12月16日に自民党、公明党は令和5年度税制改正大綱を公表しました。今回は中小企業に関係あるものの中から主なものを紹介します。
【法人課税】
(1)中小企業等の法人税の軽減税率の特例の適用期限を2年延長する。
(2)中小企業投資促進税制について、次の見直しを行った上、適用期限を2年延長する。
対象資産からコインランドリー業(主要な事業であるものを除く。)の用に供する機械装置でその管理の概ね全部を他の業者に委託するものを除外する。
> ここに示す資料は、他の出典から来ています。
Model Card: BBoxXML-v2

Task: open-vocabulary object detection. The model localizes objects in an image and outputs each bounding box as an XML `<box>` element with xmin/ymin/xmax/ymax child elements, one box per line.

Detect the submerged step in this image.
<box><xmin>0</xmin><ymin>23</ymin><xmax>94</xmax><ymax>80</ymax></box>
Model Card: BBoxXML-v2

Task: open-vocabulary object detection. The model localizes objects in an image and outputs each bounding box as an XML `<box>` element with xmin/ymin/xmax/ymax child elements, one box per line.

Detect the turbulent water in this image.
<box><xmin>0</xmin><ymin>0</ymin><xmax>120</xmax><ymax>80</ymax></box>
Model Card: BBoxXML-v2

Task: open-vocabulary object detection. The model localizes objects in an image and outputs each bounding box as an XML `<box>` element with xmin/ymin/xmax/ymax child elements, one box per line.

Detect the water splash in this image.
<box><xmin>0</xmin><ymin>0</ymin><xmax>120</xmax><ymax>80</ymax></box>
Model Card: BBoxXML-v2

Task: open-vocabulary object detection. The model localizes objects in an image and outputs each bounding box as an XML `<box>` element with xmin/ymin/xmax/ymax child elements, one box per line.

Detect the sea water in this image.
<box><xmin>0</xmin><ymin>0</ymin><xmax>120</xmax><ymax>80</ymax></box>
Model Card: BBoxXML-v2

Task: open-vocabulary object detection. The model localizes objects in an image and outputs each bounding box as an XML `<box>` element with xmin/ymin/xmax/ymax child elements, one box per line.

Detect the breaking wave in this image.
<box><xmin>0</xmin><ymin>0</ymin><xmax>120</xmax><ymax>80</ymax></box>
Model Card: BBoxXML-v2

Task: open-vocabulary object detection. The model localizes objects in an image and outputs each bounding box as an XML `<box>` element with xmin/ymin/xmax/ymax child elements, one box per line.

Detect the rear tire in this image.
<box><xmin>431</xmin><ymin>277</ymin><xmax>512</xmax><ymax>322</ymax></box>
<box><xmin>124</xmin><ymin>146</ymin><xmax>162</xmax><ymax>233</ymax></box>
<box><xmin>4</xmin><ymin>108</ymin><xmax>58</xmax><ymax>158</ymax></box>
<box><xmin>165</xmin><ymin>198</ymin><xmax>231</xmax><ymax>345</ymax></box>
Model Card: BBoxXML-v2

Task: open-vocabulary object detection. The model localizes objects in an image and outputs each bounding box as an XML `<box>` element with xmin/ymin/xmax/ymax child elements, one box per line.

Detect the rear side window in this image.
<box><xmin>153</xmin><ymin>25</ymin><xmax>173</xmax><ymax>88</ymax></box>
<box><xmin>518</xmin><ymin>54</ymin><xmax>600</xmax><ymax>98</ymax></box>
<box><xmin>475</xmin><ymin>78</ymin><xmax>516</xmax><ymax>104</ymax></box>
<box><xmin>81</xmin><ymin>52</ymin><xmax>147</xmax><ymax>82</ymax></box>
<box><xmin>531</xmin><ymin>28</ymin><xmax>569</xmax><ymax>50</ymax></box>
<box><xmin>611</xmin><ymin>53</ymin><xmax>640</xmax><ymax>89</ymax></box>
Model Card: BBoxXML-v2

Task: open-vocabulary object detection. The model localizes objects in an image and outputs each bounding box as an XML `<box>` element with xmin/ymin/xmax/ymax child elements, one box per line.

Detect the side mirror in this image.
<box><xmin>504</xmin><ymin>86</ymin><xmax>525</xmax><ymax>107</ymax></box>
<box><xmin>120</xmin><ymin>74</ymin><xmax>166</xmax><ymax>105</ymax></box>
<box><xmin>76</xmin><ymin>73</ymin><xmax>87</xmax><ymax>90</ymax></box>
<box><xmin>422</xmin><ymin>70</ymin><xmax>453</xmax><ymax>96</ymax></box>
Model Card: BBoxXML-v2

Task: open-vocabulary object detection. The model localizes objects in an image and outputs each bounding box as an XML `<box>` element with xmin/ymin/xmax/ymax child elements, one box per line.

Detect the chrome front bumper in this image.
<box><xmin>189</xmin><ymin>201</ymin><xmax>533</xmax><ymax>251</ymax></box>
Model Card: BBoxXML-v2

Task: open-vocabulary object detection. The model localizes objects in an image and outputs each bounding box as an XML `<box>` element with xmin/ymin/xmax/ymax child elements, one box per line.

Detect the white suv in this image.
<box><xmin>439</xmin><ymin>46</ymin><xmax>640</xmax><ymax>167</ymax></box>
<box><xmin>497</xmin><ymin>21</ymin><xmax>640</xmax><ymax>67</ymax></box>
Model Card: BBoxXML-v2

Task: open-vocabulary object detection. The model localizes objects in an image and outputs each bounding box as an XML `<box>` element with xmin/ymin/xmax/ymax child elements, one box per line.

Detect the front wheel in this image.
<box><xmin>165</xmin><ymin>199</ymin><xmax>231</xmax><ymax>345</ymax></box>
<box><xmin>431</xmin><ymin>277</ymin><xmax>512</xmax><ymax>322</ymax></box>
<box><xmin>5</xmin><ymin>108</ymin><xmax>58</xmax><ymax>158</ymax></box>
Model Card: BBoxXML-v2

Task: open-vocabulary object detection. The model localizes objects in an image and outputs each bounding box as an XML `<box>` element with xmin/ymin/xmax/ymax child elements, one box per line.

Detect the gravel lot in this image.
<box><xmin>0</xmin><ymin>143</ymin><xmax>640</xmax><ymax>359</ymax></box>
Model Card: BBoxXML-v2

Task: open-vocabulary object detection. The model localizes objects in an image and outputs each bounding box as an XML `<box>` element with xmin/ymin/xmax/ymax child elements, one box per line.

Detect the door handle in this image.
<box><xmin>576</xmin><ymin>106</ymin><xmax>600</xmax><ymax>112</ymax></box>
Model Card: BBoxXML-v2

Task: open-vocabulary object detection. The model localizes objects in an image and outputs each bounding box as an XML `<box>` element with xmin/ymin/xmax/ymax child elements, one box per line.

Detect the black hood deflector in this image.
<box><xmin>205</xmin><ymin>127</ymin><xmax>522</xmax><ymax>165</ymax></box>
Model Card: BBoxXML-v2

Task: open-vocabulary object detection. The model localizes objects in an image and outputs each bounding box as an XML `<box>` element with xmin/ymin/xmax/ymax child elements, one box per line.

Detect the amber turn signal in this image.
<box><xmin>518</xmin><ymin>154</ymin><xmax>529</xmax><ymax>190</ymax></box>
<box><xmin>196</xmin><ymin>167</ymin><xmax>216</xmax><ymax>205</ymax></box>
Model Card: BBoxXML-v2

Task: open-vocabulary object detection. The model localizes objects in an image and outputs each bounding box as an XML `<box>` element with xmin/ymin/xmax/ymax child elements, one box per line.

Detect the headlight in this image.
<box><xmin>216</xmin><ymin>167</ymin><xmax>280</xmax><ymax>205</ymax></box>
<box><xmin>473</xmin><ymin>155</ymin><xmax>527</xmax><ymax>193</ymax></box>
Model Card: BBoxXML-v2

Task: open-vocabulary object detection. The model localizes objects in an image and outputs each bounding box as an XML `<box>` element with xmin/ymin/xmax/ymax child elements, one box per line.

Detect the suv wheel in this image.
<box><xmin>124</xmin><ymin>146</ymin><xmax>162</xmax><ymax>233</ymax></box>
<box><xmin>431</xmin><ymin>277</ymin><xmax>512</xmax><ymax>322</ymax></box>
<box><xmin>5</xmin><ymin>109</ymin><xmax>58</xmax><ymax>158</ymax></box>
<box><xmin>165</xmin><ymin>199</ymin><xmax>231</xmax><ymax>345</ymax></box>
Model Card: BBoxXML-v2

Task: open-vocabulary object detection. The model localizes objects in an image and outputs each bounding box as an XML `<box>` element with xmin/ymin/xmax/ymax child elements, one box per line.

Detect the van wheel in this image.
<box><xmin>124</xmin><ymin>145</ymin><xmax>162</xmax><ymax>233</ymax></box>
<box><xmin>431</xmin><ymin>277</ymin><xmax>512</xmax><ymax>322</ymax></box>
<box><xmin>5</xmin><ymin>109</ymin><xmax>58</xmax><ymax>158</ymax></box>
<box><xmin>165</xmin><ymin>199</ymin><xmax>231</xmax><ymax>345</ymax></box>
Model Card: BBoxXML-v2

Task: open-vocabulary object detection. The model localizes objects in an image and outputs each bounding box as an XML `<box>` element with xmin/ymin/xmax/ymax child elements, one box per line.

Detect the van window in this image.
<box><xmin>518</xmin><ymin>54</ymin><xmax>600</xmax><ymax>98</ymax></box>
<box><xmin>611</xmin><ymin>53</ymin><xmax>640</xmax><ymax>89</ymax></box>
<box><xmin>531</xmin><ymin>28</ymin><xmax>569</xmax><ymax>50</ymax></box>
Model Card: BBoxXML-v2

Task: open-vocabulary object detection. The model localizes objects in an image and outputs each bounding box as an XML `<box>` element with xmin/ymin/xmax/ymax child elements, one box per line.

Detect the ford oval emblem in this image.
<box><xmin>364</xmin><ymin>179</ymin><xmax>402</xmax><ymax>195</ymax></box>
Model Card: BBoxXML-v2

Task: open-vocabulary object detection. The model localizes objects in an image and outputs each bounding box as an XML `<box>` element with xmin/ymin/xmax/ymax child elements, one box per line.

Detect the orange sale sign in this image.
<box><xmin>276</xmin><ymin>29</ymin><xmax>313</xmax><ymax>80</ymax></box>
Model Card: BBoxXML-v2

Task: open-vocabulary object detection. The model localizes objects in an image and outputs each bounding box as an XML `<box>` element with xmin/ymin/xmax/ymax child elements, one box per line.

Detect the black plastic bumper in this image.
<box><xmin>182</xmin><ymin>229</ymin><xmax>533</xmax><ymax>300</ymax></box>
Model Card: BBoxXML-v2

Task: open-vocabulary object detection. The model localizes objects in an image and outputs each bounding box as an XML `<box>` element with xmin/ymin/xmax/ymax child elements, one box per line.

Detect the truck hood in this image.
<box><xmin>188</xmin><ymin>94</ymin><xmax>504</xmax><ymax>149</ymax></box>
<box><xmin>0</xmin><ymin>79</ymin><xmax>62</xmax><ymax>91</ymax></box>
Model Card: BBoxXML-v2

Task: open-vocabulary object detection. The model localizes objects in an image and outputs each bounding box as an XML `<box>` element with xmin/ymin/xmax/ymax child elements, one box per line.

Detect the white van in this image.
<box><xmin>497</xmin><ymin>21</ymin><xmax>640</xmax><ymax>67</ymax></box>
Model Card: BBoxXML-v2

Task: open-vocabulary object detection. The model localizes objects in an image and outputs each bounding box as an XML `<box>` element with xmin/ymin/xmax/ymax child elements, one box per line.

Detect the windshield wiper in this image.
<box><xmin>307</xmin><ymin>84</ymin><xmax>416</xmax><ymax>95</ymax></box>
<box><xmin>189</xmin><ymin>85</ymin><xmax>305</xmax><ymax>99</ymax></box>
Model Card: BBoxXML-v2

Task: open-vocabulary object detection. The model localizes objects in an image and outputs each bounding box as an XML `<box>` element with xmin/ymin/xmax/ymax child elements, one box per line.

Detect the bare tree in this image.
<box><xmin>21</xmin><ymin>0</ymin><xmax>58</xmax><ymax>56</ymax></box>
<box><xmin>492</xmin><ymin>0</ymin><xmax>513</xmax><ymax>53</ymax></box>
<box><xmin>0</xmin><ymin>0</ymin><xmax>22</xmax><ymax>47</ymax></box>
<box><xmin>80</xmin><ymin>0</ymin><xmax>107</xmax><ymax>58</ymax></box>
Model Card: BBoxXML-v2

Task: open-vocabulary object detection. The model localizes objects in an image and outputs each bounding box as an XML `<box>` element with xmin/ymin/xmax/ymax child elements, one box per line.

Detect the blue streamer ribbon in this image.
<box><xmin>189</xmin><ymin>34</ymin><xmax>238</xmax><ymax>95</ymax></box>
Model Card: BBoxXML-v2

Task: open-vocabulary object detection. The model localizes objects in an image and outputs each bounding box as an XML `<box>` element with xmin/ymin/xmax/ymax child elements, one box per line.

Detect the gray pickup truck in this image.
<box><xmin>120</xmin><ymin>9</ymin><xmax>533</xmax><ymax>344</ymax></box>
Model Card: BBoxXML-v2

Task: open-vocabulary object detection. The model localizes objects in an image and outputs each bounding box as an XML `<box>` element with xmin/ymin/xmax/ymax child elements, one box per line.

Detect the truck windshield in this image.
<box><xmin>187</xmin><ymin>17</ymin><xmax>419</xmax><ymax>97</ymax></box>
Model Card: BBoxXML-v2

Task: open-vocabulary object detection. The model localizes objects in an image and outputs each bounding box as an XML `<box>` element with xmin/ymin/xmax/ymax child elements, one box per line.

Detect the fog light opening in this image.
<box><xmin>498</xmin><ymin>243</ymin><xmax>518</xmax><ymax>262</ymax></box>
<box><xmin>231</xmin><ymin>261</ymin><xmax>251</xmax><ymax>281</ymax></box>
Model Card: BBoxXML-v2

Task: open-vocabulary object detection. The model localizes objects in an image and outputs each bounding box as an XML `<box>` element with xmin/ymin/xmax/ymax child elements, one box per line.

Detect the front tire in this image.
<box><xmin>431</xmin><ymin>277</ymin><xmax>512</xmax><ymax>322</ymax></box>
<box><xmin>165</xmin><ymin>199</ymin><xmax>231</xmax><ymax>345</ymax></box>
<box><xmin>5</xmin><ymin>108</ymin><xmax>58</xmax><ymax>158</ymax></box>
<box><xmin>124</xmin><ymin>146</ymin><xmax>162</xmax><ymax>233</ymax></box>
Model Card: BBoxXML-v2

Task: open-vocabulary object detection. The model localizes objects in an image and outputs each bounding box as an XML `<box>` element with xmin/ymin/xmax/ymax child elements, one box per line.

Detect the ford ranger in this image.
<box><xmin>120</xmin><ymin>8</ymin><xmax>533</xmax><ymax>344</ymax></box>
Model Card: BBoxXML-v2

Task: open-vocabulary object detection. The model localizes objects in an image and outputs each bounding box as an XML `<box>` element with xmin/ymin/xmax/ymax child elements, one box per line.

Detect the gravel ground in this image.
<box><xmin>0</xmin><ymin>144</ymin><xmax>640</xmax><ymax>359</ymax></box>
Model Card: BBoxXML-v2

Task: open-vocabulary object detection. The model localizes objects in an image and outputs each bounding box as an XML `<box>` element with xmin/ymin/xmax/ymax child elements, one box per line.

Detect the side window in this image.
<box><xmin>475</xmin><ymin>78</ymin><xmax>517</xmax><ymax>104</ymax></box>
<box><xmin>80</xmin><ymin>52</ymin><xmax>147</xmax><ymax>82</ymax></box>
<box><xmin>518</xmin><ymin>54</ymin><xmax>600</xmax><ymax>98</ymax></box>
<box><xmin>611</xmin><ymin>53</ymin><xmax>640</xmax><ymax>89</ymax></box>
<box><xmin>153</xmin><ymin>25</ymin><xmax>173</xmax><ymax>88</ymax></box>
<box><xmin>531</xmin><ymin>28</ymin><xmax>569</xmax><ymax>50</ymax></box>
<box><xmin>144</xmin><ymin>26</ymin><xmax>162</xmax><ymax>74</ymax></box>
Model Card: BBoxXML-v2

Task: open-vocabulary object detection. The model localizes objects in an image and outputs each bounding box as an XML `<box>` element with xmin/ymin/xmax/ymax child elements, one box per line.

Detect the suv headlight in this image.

(3)中小企業者が経営力向上設備等を取得した場合の特別償却又は税額控除制度(中小企業経営強化税制)について、関係法令の改正を前提に、特定経営力向上設備の対象からコインランドリー業又は暗号資産マイニング業(主要な事業であるものを除く。)の用に供する資産でその管理のおおむね全部を他の者に委託するものを除外した上、その適用期限を2年延長する。
【消費課税】
(1)適格請求書発行事業者となる小規模事業者に係る税額控除に関する経過措置
適格請求書発行事業者の令和5年10月1日から令和8年9月30日までの日の属する各課税期間において免税事業者が適格請求書発行事業者となったこと又は課税事業者選択届出書を提出したことにより事業者免税点制度の適用を受けられないこととなる場合には、その課税期間における課税標準額に対する消費税額から控除する金額を、当該課税標準額に対する消費税額に8割を乗じた額とすることにより、納付税額を当該課税標準額に対する消費税額の2割とすることができることとする。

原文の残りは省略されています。